Now, 7kg to go to my goal, it takes me ages to get ready in the morning. I use curling irons, I worry about my legs (stretch marks) and use fake tans and worry about it looking splotchy. I wear make up, I try on several outfits (I have so much more clothes and I cant stop shopping, now that i can) and I worry about whether my shoes go with the outfits or not. I wear high heels,which I never worre before because with the weight and height, i felt like a walking block of giant!! the whole exercise is so exhilarating and amazing and fun and also a bit exhausting! Its 10:50 at night (im in australia) and I am thinking about what to wear tomorrow!! I realise now how much fun it is being a girl and a bit sad that I have missed out on so much and worry that I'll never make it up and also that I gain the weight and lose this.
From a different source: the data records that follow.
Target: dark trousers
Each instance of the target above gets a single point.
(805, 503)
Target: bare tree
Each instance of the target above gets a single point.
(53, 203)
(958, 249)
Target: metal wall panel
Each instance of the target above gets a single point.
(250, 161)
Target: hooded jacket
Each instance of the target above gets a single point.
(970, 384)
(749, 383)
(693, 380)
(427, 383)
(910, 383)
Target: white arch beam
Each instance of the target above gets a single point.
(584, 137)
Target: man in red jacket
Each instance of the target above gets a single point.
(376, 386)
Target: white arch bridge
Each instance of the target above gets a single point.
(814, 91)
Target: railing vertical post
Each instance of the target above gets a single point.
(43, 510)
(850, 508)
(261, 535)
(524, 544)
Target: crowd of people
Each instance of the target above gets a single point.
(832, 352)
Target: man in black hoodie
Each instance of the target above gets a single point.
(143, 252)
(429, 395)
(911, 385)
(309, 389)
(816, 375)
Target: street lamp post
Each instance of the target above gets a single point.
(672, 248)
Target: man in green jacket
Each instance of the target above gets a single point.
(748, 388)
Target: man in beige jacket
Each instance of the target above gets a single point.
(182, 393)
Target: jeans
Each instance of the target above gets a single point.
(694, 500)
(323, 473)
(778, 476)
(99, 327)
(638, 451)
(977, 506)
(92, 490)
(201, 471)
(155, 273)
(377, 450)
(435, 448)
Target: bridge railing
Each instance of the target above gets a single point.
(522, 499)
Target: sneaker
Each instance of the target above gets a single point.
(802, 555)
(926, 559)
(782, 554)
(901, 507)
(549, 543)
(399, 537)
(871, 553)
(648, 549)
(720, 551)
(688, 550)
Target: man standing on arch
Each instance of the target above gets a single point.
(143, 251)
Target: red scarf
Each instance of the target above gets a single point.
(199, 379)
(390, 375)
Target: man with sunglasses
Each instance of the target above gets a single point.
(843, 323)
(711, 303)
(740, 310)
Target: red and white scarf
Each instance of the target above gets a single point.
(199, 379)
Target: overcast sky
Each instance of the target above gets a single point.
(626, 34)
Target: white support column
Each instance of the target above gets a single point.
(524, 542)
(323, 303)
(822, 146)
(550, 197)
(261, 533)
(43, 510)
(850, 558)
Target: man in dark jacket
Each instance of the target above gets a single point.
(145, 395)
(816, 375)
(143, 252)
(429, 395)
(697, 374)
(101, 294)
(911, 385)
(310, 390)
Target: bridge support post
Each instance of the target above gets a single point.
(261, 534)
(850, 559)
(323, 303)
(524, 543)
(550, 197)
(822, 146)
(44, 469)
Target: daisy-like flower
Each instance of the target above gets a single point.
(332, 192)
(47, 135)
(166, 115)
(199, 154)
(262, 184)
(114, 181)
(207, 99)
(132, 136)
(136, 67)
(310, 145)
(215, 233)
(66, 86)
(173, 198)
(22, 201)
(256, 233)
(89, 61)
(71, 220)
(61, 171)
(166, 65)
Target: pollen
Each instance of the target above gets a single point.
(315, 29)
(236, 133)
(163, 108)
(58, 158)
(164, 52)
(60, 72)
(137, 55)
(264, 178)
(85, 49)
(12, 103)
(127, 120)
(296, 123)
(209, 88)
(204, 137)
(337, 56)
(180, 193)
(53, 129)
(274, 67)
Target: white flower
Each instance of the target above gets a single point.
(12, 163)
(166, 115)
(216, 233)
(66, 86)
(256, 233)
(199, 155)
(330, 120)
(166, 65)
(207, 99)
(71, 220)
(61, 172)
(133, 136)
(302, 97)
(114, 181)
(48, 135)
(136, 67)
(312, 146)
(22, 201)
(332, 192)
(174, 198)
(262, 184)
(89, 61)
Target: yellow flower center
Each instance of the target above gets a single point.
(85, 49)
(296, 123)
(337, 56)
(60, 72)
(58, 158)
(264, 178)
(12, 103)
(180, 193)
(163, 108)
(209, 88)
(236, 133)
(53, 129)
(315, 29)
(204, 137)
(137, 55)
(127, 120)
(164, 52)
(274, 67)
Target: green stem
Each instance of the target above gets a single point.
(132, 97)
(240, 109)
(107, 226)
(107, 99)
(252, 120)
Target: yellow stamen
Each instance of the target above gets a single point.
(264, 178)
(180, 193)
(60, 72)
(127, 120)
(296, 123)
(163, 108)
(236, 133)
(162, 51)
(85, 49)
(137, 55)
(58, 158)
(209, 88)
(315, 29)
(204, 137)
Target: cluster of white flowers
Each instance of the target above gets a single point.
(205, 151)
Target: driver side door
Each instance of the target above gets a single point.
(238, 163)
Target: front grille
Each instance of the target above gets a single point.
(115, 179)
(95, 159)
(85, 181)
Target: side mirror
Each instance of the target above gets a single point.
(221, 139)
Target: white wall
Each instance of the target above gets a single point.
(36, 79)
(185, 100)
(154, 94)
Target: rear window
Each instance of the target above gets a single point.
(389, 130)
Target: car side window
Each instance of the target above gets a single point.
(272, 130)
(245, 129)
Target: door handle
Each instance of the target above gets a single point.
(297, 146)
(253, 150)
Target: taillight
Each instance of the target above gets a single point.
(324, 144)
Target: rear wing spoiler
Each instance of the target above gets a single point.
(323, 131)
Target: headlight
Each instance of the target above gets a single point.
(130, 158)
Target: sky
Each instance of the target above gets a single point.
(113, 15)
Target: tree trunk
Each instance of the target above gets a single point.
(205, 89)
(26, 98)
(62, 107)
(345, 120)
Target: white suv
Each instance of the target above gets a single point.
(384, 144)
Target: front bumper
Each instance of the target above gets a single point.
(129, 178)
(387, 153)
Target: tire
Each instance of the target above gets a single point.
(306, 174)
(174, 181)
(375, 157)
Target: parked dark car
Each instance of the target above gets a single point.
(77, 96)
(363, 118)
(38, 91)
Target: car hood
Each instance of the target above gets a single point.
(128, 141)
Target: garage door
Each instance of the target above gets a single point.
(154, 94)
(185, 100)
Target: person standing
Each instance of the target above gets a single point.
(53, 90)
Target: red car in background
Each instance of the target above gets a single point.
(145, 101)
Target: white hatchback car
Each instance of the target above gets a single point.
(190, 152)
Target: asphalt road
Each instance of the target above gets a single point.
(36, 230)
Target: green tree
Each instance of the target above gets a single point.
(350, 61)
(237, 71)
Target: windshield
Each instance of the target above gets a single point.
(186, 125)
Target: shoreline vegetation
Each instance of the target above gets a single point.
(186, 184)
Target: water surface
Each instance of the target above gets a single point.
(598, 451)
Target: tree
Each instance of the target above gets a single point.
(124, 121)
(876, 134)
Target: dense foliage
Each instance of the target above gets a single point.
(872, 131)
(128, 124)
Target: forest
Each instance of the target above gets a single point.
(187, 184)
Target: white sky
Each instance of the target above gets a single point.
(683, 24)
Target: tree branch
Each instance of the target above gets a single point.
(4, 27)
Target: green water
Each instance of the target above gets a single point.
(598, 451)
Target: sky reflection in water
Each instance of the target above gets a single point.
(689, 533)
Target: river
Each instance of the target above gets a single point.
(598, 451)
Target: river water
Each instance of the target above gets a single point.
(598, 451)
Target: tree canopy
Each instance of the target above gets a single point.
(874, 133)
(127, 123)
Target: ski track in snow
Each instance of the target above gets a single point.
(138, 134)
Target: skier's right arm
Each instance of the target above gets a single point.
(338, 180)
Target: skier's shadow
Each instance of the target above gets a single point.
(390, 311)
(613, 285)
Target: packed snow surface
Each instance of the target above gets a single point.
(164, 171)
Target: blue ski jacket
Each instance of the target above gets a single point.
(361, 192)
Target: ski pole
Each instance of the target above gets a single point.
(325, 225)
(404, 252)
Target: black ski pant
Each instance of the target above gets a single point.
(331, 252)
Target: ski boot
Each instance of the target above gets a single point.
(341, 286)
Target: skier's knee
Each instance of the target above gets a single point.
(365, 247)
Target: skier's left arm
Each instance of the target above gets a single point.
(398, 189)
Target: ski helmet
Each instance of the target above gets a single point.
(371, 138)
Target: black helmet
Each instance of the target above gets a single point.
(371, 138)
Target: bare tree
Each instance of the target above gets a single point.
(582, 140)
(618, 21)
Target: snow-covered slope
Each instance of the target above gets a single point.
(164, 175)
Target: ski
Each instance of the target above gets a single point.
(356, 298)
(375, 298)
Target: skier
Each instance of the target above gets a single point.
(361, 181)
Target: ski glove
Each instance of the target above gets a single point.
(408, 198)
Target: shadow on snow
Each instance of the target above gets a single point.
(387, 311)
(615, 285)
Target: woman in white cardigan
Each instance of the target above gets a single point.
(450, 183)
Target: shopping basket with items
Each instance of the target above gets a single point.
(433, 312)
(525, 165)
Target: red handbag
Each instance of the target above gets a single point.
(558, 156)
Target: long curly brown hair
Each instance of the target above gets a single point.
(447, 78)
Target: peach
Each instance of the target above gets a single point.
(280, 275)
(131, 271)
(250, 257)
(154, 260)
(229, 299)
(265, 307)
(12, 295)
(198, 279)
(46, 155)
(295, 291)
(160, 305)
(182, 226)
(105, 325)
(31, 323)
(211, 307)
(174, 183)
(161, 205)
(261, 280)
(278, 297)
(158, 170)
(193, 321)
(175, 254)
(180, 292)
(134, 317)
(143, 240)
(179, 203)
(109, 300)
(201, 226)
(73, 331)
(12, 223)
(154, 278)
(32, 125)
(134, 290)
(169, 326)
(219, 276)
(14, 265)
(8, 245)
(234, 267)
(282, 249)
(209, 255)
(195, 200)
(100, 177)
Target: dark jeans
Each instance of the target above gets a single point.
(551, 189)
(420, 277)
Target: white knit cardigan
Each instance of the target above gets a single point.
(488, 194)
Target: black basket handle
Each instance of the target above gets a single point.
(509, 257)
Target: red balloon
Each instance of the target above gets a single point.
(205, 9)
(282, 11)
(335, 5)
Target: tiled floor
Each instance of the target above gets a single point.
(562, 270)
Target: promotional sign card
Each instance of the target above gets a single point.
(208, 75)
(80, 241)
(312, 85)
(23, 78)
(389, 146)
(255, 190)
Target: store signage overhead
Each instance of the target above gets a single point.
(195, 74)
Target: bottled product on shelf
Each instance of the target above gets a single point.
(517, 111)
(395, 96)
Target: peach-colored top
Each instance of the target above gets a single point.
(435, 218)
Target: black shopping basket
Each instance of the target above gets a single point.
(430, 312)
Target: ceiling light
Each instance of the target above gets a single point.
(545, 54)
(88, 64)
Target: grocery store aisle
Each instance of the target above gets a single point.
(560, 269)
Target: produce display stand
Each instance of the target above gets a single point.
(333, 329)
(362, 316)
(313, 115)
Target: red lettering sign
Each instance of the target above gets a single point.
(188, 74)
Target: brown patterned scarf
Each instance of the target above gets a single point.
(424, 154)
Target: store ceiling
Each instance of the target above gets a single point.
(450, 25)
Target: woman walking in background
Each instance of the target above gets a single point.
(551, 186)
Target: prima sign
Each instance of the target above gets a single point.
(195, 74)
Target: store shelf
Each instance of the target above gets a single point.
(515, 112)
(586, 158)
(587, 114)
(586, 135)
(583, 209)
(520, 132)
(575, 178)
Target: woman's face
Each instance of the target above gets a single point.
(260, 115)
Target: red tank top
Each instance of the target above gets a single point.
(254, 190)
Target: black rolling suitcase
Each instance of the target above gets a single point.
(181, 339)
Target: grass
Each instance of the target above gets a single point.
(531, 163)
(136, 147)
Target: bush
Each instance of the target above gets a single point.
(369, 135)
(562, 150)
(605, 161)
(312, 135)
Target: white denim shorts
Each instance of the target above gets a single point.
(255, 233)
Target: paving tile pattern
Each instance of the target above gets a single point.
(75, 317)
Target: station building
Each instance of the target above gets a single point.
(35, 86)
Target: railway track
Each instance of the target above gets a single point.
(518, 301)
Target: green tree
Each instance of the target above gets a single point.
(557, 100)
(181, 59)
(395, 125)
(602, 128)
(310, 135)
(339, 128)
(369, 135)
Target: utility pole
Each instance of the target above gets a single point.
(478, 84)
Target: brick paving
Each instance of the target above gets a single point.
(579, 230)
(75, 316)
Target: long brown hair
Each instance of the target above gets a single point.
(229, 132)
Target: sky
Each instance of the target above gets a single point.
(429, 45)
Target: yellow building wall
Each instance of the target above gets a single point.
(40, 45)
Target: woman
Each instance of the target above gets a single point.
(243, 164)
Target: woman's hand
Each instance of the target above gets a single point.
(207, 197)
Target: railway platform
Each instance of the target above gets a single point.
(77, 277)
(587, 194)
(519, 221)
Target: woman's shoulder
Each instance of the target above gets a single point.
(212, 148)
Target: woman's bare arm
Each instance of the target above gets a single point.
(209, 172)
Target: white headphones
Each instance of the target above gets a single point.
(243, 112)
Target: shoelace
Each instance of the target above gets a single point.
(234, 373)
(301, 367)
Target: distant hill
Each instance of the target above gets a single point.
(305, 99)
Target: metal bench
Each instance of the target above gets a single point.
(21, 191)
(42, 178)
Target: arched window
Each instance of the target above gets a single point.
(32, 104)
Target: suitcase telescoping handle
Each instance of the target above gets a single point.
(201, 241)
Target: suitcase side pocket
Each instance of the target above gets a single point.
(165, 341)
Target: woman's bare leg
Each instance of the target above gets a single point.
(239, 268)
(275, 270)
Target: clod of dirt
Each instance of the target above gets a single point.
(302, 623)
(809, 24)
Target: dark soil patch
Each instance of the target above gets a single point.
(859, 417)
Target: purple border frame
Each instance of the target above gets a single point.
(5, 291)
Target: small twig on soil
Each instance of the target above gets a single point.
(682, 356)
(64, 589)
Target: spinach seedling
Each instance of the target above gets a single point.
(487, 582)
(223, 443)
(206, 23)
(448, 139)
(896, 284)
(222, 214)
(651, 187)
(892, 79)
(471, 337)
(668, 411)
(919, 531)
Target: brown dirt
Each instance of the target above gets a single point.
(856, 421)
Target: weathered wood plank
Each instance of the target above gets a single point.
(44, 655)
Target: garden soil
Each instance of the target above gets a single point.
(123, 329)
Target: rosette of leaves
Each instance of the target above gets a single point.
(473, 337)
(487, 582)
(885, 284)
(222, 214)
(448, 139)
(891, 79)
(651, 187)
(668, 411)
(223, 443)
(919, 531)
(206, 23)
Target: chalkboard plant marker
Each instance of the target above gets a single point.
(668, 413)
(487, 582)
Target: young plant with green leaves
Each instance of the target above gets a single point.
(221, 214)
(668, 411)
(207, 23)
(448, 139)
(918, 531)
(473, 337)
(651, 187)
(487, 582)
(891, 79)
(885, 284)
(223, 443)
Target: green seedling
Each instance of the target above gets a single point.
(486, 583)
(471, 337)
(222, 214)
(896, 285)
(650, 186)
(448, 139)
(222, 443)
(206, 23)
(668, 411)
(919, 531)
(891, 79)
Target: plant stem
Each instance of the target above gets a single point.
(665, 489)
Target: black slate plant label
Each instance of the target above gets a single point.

Does anyone else go through this? the dressing up, the obsessing about whether you look pretty and worry about hiding the imperfections caused by weight and bying clothes because you can and worrying about gaining the weight back and having wasted the money on clothes you cant wear anymore? I am sure this also applies to the guys out there too...
Everything is so much more fun but also more work. its weird coz I never really cared how i looked... well cared but wouldnt admit it because it would make me sad to realise how far i was from how I wanted to be.
Anyway some late night ramblings...




Congrats, it sounds like you're enjoying it!